In an attempt to reach the lowest level of software I could, I decided it would be a great idea to build an operating system from scratch. Honestly, this was a very naïve decision on my part because I didn’t realize how difficult it would be to build one end to end myself. So I have officially invited someone to help me and we’re cooking something. My friend Madhav has joined me on this adventure, he’s experienced in Embedded Systems and some fun low-latency stuff. I met him last year at orientation. At the beginning of this month, I sat next to him in my CS246 lecture and told him I was attempting to build an operating system from scratch, and he was crazy enough to tell me he wanted to join. So now we’re both cooking it up together.

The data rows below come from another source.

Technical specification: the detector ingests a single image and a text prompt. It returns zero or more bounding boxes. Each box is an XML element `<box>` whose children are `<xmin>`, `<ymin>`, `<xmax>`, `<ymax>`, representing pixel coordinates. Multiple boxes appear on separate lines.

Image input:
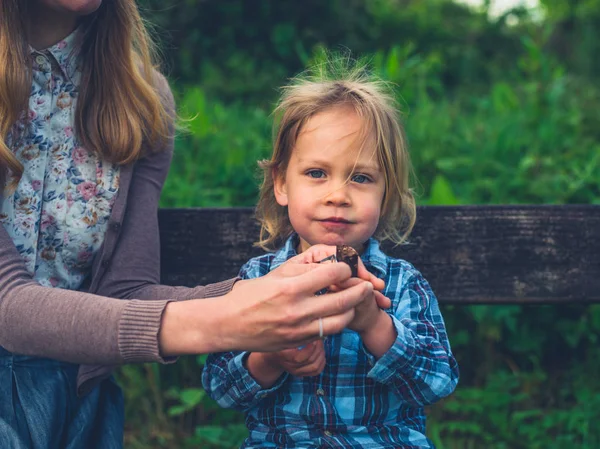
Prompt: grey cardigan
<box><xmin>0</xmin><ymin>78</ymin><xmax>235</xmax><ymax>395</ymax></box>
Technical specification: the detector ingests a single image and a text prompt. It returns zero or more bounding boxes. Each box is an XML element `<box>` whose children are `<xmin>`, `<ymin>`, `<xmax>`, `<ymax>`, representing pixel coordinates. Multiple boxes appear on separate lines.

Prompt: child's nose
<box><xmin>325</xmin><ymin>182</ymin><xmax>350</xmax><ymax>207</ymax></box>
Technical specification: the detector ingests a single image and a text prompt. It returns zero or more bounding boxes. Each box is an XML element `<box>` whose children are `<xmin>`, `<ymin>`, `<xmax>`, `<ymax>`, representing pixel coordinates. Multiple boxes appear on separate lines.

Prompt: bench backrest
<box><xmin>159</xmin><ymin>206</ymin><xmax>600</xmax><ymax>304</ymax></box>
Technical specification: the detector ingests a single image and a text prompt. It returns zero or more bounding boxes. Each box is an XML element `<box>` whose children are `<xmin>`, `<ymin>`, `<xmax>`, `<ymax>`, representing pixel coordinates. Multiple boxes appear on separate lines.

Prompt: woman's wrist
<box><xmin>158</xmin><ymin>298</ymin><xmax>228</xmax><ymax>357</ymax></box>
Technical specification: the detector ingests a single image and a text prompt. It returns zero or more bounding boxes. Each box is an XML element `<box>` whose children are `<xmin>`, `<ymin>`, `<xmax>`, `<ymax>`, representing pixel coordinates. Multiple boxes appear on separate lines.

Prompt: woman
<box><xmin>0</xmin><ymin>0</ymin><xmax>388</xmax><ymax>449</ymax></box>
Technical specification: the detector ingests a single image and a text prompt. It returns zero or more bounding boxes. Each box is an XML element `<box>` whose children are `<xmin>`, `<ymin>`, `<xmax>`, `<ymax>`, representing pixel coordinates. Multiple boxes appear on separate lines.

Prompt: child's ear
<box><xmin>271</xmin><ymin>170</ymin><xmax>288</xmax><ymax>206</ymax></box>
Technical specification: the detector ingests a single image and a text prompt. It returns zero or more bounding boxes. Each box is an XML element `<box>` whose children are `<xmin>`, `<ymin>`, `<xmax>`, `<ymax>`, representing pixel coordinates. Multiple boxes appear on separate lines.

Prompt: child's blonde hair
<box><xmin>256</xmin><ymin>55</ymin><xmax>416</xmax><ymax>250</ymax></box>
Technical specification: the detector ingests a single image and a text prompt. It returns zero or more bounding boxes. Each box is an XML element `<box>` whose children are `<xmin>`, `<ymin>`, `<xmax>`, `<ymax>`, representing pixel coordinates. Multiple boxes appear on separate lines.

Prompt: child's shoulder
<box><xmin>363</xmin><ymin>239</ymin><xmax>423</xmax><ymax>280</ymax></box>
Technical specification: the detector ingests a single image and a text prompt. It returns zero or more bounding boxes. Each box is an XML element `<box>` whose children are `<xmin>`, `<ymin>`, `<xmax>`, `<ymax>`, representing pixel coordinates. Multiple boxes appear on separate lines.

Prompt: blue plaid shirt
<box><xmin>202</xmin><ymin>236</ymin><xmax>458</xmax><ymax>449</ymax></box>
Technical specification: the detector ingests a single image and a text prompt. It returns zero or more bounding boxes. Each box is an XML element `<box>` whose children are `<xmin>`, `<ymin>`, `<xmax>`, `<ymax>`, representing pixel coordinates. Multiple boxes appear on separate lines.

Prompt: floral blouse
<box><xmin>0</xmin><ymin>30</ymin><xmax>119</xmax><ymax>290</ymax></box>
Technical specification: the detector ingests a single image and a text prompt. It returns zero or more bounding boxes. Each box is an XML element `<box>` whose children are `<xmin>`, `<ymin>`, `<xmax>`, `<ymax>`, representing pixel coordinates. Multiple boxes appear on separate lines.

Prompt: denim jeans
<box><xmin>0</xmin><ymin>346</ymin><xmax>124</xmax><ymax>449</ymax></box>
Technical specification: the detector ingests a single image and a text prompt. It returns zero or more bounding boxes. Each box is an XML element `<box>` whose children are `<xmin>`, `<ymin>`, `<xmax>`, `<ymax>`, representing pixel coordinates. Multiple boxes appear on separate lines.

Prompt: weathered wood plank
<box><xmin>159</xmin><ymin>206</ymin><xmax>600</xmax><ymax>304</ymax></box>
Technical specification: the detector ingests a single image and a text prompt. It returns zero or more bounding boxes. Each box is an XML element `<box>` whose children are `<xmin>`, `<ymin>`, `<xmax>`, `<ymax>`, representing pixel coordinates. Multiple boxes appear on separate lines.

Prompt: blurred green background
<box><xmin>119</xmin><ymin>0</ymin><xmax>600</xmax><ymax>449</ymax></box>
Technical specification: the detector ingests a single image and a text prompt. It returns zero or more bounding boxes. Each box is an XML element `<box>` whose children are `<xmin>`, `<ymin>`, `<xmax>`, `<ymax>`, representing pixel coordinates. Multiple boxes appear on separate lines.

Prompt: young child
<box><xmin>202</xmin><ymin>57</ymin><xmax>458</xmax><ymax>449</ymax></box>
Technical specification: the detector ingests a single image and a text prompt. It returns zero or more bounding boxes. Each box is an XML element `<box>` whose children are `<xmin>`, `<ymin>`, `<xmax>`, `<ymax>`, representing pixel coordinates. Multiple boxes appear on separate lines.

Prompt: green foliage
<box><xmin>119</xmin><ymin>0</ymin><xmax>600</xmax><ymax>449</ymax></box>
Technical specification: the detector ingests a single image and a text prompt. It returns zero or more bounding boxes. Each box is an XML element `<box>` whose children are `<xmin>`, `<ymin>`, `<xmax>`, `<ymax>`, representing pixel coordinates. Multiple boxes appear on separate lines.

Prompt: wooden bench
<box><xmin>159</xmin><ymin>205</ymin><xmax>600</xmax><ymax>304</ymax></box>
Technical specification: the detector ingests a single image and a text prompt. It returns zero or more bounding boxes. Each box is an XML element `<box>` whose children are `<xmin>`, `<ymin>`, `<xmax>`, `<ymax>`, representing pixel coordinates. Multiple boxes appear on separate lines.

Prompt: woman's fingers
<box><xmin>307</xmin><ymin>281</ymin><xmax>373</xmax><ymax>320</ymax></box>
<box><xmin>289</xmin><ymin>264</ymin><xmax>351</xmax><ymax>295</ymax></box>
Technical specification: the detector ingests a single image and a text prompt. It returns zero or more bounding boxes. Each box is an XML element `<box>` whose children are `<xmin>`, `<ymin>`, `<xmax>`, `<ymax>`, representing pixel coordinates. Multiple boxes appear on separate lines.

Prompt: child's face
<box><xmin>275</xmin><ymin>107</ymin><xmax>385</xmax><ymax>251</ymax></box>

So this is a quick little update on the plan and what has already been accomplished.
The plan ✨
Learn the basics
What the heck does an operating system even do?
What is a CPU lol?
What is a boot loader, kernel, CPU virtualization, processes, etc.?
Build a boot loader
Requires a pretty good understanding of assembly. Good thing I can slay in ARM V8
Build the kernel
Figure out how to manage system resources such as CPU, memory, and I/O devices
Figure out how to handle the creation, scheduling, and termination of processes, enabling multitasking and ensuring that each process runs efficiently without interfering with others.
Manages memory (scary)
Figure out file manipulation, process control, and networking from the OS.
The end goal: Building an OS that allows users to run simple commands (mkdir, cd, mv, ls, etc.)
Updates:
About a week ago I decided I wanted to start cooking this up. Since then I have brushed up on the OS basics and have built out a simple bootloader myself. This leaves Madhav and I to work on the Kernel, which I’m very excited about. Also a kernel is needed to fully build out the bootloader.
Introduction to OS
I have watched a lot of videos on operating systems within the last week and also read a lot of articles. I’m going to dump everything I’ve learned.
What are operating systems?
The OS on your computer is by far the most important piece of software. It essentially does all the communication with your computer’s hardware. It controls file management, and memory management and manages the CPU, disk, etc. The way that it manages the CPU is quite interesting, it starts by initializing the program counter, then initializes the registers in order to begin execution. It also does this super cool thing with the CPU which is called virtualization, this essentially convinces the CPU that is it the only thing running on the device. This allows you to have MrBeast on in one window and then VS code in another.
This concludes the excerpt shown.